Tuesday, October 6, 2009

stickiness measures

Motivation
- When users start to use a service at different points, it is hard to compare the raw visits. User A registered in 2007, and has visited the website for 20 times; user B registered in 2009, and has visited the website for 15 times. Which user is more active? Then, what about visit per month? Considering user decay, the earliest users are disadvantaged.
- Another problem: K12 effect. Teachers "hibernate" in summer, and if a teacher registered in June, probably we cannot expect too much visit from her in the first 3 months (June, July, August).
- In addition, the website grows everyday. More users mean more visits, and more projects .

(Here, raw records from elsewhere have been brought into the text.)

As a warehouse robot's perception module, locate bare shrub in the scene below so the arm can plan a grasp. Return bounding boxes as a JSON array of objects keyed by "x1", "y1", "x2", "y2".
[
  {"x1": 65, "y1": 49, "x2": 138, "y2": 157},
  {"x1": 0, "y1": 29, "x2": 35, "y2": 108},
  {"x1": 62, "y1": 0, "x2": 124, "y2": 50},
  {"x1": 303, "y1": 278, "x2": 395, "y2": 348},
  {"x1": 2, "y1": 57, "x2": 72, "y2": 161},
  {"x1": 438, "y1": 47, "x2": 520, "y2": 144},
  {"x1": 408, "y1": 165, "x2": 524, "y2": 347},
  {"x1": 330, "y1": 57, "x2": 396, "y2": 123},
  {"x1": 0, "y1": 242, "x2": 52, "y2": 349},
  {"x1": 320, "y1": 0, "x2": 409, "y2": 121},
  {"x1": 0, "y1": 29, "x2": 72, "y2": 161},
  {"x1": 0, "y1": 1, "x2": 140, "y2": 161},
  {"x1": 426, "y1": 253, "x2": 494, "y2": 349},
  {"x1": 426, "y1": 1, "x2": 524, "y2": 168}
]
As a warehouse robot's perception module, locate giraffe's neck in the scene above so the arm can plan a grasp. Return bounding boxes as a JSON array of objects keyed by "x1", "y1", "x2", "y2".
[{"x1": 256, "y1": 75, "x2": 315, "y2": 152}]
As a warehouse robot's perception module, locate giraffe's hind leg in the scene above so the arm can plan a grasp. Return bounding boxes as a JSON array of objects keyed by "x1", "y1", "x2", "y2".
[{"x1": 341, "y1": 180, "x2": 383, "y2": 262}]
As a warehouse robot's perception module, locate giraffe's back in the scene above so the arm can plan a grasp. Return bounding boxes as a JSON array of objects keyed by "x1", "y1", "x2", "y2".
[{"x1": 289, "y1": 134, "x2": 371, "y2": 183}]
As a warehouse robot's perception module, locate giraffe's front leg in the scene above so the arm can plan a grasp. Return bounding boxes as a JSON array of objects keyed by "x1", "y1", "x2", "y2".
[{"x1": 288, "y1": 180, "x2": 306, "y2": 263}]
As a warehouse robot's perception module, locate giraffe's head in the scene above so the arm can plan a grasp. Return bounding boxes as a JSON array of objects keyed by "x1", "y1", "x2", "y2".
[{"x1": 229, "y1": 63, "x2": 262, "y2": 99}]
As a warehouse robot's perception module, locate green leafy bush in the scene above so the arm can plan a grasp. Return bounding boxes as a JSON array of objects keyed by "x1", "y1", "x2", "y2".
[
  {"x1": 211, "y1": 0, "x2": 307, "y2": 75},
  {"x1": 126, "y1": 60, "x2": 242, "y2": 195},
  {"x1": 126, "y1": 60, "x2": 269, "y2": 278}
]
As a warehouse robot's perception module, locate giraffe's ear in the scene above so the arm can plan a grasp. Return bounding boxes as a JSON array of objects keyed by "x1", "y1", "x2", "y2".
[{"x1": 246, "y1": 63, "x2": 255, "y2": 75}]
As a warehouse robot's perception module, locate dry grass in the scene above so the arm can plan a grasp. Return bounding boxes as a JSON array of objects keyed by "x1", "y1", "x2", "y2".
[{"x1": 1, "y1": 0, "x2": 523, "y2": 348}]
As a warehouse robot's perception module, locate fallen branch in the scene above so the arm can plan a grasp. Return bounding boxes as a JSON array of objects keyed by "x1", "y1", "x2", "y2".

Thus, I devised a stickiness measure that take three problems into consideration:
Problems and Solutions
- k12 effect ==> divide usage data into chunks, instead of months. Each chunk should have comparable number of visits/ projects/ resources.
- user decay ==> We treat users' 1st chunk differently with the 10th chunk.
- site growth ==>Estimate the growth rate. And the chunks should take the growth rate into consideration.

I will use project stickiness as an example to illustration my so-call stickiness algorithms
Implementation details
step1: estimate growth rate
A great number of projects were created in April and October every year. And summer and new year are two less active period. So, I use 6 months as a window -- April to Sept, then October to March of next year. Well, when the data are clumped together, it looks less "rugged" than monthly data. Though we only has 3-4 data points after clumping, we can still calculate the slope (growth rate over a 6 month period).

step2: develop chunks (size and time period).
Let's assume we use Sept 2008 - August 2009's data. Well, it is easier to have 6*N months of data (in this case, N=2).
Assume slope = 600.
Then, we divide the data into 12 chunks, this is a arithmetic sequence, with d=600/6=100.
Now, we know S (the total number of projects), d (the growth rate), and n (the number of chunks). We can easily calculate the size of each chunk.
new an int array chunksize{....}
Now we know the size of each chunk, we can divide Sept2008-August2009 into 12 chunks, and find out the the start and end time of each chunk according to the chunk size.
new a Timestamp array chunk_end_time{...}
------------------------------------------------------------------
Step2 gives us 12 equal chunks (consider growth rate). And if users contribute to the website equally, we should get those perfect chunks.
--------------------------------------------------------------------

step3: line up every user's usage, and estimate the average projects of each block.
let's assume
chunk_end_time={"2008-09-20", "2008-10-23", "2008-12-01" , "2009-01-29", "2009-03-01", "2009-04-01", ....}
And we have a user who registered on 2009-03-26. Then, he started on the 5th chunk, and he had 12-5=7 chunks' data.
We need to shift the window a little bit, since this user started on 2009-03-26, the 5th chunk should start from that date too, and the end time of each chunk is calculated using the method when we calculate chunk_end_time{...}.

Remember, we will line up every user. So, this user has 7 chunks of data, and we will seek, how many project he has created on the 1st period after registration, on the 2nd period after registration, on the 3rd, 4th,....7th period after registration.
So, his data contribute to the first seven cells of the array average_project{...}
average_project[i] means, the average number of project a user has created on the ith period after registration.

Of course at the same time, we need to store each users' total number of projects.

Need another array: aggregate_average_project{...}
aggregate_average_project[j] = aggregate_average_project[j-1] + average_project[j]. This means the average total number of projects if a user has j periods.

step4: calculate project stickiness
Ok, a user x's stickiness (assume user x has 7 periods after registration)
stickiness[x] = number of projects by x / aggregate_average_project[7].